I arrived shortly before closing time. One's first impression, of course, is how small the compound is now. It used to be much larger. I wandered into the restored shell of the church where the last stand was stood. Inside were glass cases filled with objects: a rifle, a powder horn, a watch, a spoon. The crowd wound single-file through these reliquaries. I don't think they knew why they were there. I didn't understand either, but the guide at the 3-D model was very passionate about the brave resistance the out-numbered band put up, all in the name of freedom! It was a fight they lost, remember.

Freedom from what? I circled the gardens outside the church and nearly turned to leave, when I noticed a long low barracks building, now a museum. I had just missed the last film showing of the day, but the exhibits explained, in impressive detail, the history of the Texas Revolution (1835-1836): how the Mexican government had invited Americans to populate the area, and then how the immigrants revolted against the increasingly centralist government in Mexico City. The revolutionaries disagreed amongst themselves whether they should return to the more federalist Mexican Constitution of 1824 or break away entirely. With the help of enthusiastic fighters from north of the border, The Republic of Texas was finally declared in 1836. Mexico refused to recognize the rogue nation, and its annexation to the United States in 1845 precipitated the Mexican-American War (1846-1848).

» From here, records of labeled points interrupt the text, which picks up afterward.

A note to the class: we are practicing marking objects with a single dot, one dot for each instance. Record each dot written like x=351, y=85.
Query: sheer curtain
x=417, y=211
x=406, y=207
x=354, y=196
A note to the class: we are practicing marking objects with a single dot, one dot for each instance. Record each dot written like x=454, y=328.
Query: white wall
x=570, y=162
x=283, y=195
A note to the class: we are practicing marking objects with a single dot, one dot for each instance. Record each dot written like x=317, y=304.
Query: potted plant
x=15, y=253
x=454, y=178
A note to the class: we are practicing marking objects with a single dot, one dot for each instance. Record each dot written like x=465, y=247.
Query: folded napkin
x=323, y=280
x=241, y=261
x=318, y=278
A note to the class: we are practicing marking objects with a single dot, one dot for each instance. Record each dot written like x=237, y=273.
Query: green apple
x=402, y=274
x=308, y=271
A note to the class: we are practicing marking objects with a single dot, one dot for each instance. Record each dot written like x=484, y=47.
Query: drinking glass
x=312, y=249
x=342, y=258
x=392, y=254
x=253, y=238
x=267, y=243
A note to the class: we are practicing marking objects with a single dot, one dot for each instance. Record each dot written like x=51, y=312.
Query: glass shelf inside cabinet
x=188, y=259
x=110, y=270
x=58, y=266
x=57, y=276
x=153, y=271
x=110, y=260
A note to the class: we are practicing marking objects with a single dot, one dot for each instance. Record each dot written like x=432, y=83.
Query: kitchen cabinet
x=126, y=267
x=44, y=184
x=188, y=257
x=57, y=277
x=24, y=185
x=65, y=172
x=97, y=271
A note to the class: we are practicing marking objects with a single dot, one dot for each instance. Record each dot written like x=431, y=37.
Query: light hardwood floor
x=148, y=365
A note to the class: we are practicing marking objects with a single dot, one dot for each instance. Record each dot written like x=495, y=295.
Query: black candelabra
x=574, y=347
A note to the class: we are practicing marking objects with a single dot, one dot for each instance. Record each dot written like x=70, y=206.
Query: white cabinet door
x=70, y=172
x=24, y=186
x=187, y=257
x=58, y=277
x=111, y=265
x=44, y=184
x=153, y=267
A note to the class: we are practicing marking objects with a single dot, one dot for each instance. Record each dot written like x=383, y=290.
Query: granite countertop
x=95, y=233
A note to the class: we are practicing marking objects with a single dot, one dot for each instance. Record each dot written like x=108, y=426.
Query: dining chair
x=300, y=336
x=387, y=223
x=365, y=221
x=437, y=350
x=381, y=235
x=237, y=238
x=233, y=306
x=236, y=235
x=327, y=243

The 750-foot-tall (above right) Tower of the Americas was built in 1966. It has a glass elevator to an observation deck with a museum of Texas history as well as a 3D movie show about Texas, complete with special effects and fancy moving theater seats. My favorite part was the video that played outside the theater, describing the eight geographical regions of the state: Gulf Coast, South Texas Plains, Big Bend, Panhandle, Hill Country, Prairies and Lakes, and Pineywoods. My least favorite part was the thing that whipped between our ankles like a rattlesnake!

1 comment:

  1. Well I can definitely write the Tower off my list if they're approximating a rattlesnake!